贾蓉皱眉,道:“蔷哥儿,平日看你还算妥当,今日怎么了?我们兄弟谈什么事,要避讳我琏二叔、环三叔、薛兄弟的?”
贾蔷赔笑,道:“不是要避讳几位叔叔,我是有些不好意思。”
随后,贾蔷便说了。
最近太闲,也没有差事干,贾蔷没有了收入进账,家里有妻儿要养活。
幸好夏家找上他,让他帮衬给夏家铺子做点事,拉拢宁荣长街街面上的关系,得了一些银子,
“哼,蔷哥儿,你说这话是骗鬼呢?你给姓夏的拉拢关系,何须避开我们兄弟?”贾琏冷笑着道。

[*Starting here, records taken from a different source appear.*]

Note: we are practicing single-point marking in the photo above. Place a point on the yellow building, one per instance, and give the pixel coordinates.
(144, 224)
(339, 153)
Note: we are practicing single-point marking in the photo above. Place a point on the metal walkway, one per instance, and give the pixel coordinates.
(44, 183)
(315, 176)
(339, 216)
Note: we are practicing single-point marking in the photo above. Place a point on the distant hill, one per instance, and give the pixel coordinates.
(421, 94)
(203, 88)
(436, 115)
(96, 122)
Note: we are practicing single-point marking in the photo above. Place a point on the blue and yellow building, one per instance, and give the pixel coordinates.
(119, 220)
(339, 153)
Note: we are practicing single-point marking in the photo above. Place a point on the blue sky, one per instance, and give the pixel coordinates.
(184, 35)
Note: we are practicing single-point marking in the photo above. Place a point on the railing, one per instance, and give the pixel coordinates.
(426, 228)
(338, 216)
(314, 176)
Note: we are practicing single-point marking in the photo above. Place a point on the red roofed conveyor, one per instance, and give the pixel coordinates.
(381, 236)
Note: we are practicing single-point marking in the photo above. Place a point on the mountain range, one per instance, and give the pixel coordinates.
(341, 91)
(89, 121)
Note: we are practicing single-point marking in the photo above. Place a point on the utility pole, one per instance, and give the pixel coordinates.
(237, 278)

贾蔷只好老实的道:“琏二叔,侄儿不是要避开您,是不好意思面对薛大哥。”
“什么?你不是要避开琏二哥,是要避开我?老子招你惹你了,姓蔷的,你今日把话给本大爷说清楚。”
贾蔷无奈,只能老实交代。
夏家的第二家铺子,也是做胭脂水粉的买卖,贾蔷想求贾蓉,东府宁国府每月采购的胭脂水粉,能将单子给他做,他从夏家拿批发价,卖给宁国府,也好赚一点银子。
以前,贾蔷和薛蟠关系也算不错,大家一起混过一两年,薛蟠家里也有胭脂水粉买卖,自己不跟薛蟠进货,反而从夏家拿货,贾蔷怕薛蟠知道了,不高兴。
薛蟠这才反应过来,“对啊,你小子想卖胭脂水粉,为何不找我薛家进货?反而跟夏家拿货?你小子是看不起我薛家的胭脂水粉,嫌弃我家的货不好?”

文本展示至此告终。